Again after about four years, I had a chance of watching Hepburn’s much talked about movie: My Fair Lady. That was in 1965.  We went on an educational tour from Bapatla to South India. The movie was playing in the then newly opened 70 mm theatre, Safire—claimed to be the first in South India—in Madras. By then, I had read a little about it in the magazines—it was a film adaption of the Broadway musical of the same name originally crafted from Bernard Shaw’s Pygmalion. Hepburn played as an annoying cockney flower girl in it.  Rex Harrison was perhaps at his best as the arrogant phonetics Professor, Henry Higgins, who undertook the challenge of transforming this flower girl Eliza Doolittle—a girl so deliciously low; so horribly dirty—into a Lady presentable to the high society of Edwardian London.
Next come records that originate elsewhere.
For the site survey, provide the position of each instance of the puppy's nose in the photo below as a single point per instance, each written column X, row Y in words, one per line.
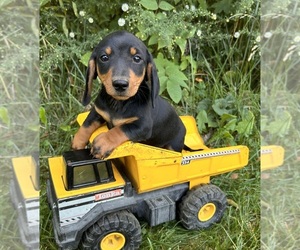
column 120, row 85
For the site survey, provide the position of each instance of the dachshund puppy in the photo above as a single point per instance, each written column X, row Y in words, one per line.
column 128, row 101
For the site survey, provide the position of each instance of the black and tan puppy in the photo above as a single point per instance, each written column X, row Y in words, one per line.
column 128, row 100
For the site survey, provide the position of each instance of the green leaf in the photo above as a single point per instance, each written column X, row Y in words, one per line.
column 162, row 43
column 153, row 40
column 281, row 126
column 178, row 81
column 64, row 27
column 245, row 126
column 163, row 5
column 4, row 117
column 173, row 70
column 43, row 116
column 149, row 4
column 85, row 58
column 65, row 128
column 181, row 42
column 174, row 91
column 202, row 119
column 223, row 6
column 221, row 107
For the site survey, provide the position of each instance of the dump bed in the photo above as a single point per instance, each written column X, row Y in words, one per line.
column 150, row 168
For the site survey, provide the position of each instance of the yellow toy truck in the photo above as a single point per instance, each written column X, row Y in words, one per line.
column 24, row 193
column 96, row 203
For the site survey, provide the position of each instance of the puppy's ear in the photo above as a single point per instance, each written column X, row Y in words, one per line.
column 91, row 74
column 152, row 78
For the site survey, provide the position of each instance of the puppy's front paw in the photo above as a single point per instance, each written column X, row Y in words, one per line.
column 102, row 146
column 78, row 142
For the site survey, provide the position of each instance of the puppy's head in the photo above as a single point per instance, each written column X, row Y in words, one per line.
column 122, row 62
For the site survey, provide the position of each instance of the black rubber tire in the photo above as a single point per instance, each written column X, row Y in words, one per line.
column 196, row 199
column 122, row 222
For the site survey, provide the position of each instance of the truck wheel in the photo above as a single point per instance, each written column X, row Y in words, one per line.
column 116, row 231
column 202, row 206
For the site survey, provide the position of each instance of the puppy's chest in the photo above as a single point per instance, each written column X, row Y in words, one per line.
column 114, row 120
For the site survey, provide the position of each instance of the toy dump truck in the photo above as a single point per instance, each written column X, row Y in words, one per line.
column 271, row 157
column 24, row 193
column 96, row 203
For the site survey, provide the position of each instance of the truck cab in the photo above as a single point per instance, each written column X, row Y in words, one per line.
column 24, row 193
A few of the scenes are still fresh in memory… Hepburn undergoes many forms of speech training—speaking with marbles in her mouth: “The rain in Spain stays in the plain”; “In Hertford Hereford, and Hampshire, hurricanes hardly ever happen”—enduring the harsh teaching style of Higgins. She even endures Higgins’—“Why can’t a woman be more like a man?” —indifference towards her. Interesting to watch Higgins mother warning Prof Higgins not to marginalize and overlook Eliza and he must behave if she had to join him. He was, of course, unable to appreciate it. 

The most interesting scene was: as Prof Higgins blusters at her, Hepburn (Eliza) displaying an incredible amount of ease and composure throws at Higgins all those insults he earlier heaped on her: “Oh! I’m only a squashed cabbage leaf”…  It was a marvelous scene to watch and enjoy Hepburn simultaneously displaying self-pity and pride. In those demanding scenes, one could see Hepburn amazingly combining femininity and strength to display the image of a strong, independent woman.  Interesting to watch!
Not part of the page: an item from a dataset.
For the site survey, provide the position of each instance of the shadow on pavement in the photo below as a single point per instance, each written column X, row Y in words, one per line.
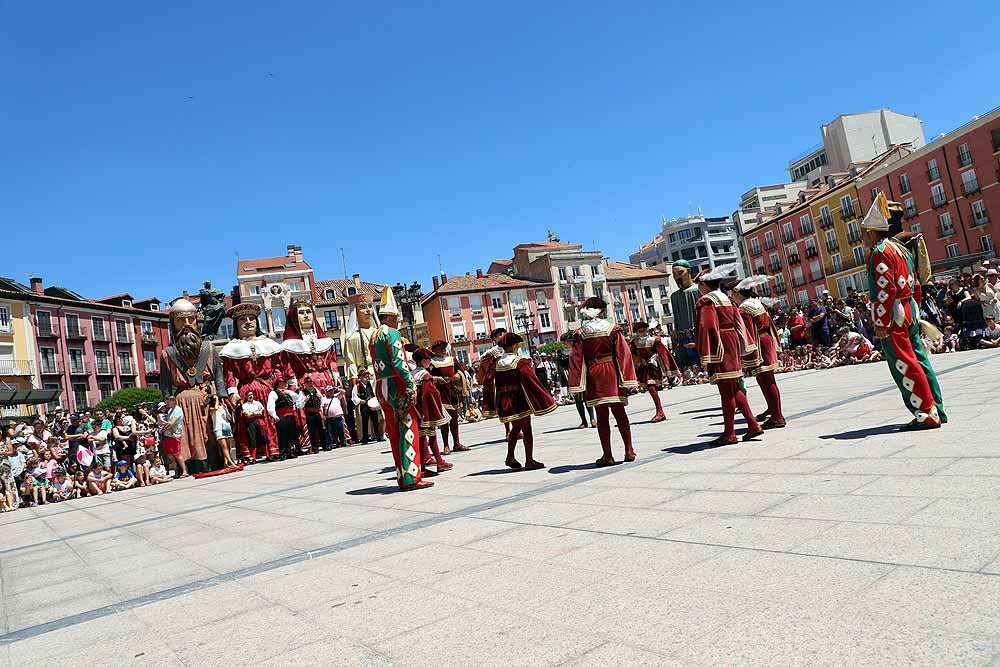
column 862, row 433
Finally, Eliza metamorphoses into a lady—like a hairy caterpillar becoming a beautiful butterfly—who could speak with an impeccable aristocratic accent.  As the movie nears the end, we see the hitherto indifferent Professor Higgins suddenly realizing that he had “grown accustomed to her face”—her smiles, her frowns, her ups, her downs, have now become his second nature. Of course, as Rex Harrison (Higgs) singing (in his own tone), “Grown accustomed to her face”, walks back home .... and dropping himself in the chair listens to Eliza's recorded voice—after all, having not shared with Eliza how he loved her all along, what else he could .... — Eliza, the lady who hardly five minutes back sang having done with him, reappears in Higgins’s study ... with watery eyes (?) ... .. knowing fully well that he deeply cares for her after all. And thus ends the movie on a happy note. And as the music died down suddenly... got up from chair ...  heaving a sigh.... slowly walked out of  that grey silence...   
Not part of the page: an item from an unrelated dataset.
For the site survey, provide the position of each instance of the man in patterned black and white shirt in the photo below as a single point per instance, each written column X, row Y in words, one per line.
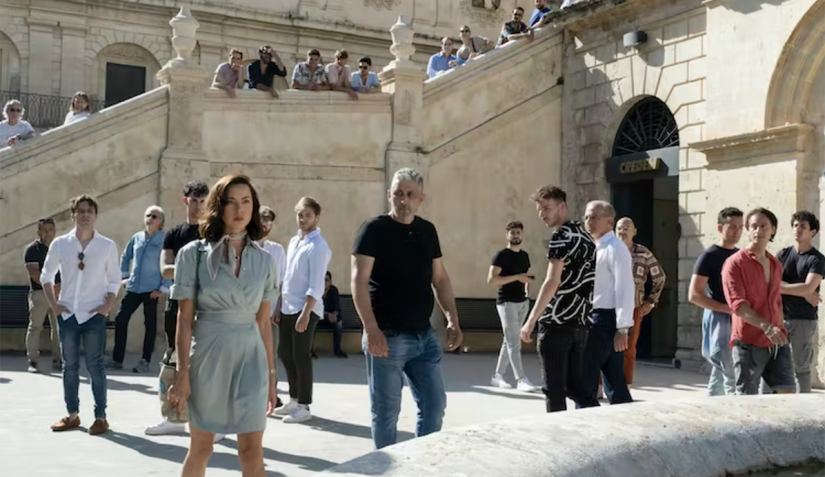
column 563, row 304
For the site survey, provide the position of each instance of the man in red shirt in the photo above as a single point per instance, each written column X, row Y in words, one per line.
column 751, row 279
Listening to beautiful songs such as: “I could have danced all night…”, “The rain in Spain”, “Why Can’t the English…”, “I am an ordinary man”, I’ve grown accustomed to her face…” “Without you…” through the stereophonic sound system of the theater that too, for the first time, along with my roommate, Roy, was an experience in itself, which I relish still….  
A little deviation is perhaps, in order here: Intriguingly, during the 70s and 80s management Pundits have fostered a new concept called ‘Pygmalion effect’—a phenomenon whereby the greater the expectation placed upon people, the better they perform. In his HBR article of 1988, Prof J. Sterling Livingston described the Pygmalion effect thus: “The way managers treat their subordinates is subtly influenced by what they expect of them"— it enables staff to excel in response to the manager’s message that they are capable of success and expected to succeed.  Livingston further stated: "If he [manager] is unskilled, he leaves scars on the careers of the young men (and women), cuts deeply into their self-esteem and distorts their image of themselves as human beings. But if he is skillful and has high expectations of his subordinates, their self-confidence will grow, their capabilities will develop and their productivity will be high. More often than he realizes, the manager is Pygmalion." And this philosophy holds good even today.
Reverting to our story, Hepburn, the beautiful but cerebral woman, acted less frequently after My Fair Lady. Indeed she was very quick at turning down the offers that she considered didn’t interest her, or she felt they aren’t right for her—like rejecting the offer to play Anne Frank, for she felt she was too old to play that teenager’s role.
Finally, this iconic actress, who was born on 4 May 1929 to John Victor Hepburn, an Anglo-Irish banker and Ella van Heemstra, a Dutch aristocrat, moving away from films, lived the rest of her life practicing her philosophy of putting others before herself. The character that she had cultivated right from her childhood—as a child victim of Nazi occupation in Netherland, she raised funds through her ballet performances to help starving kids—well reflects in her saying: “As you grow older, you will discover that you have two hands, one for helping yourself, the other for helping others.” It is this side of her personality—as the special ambassador of UNICEF her contribution to humanity is much admired—that makes the world remember her even today [on her 85th birthday] gratefully.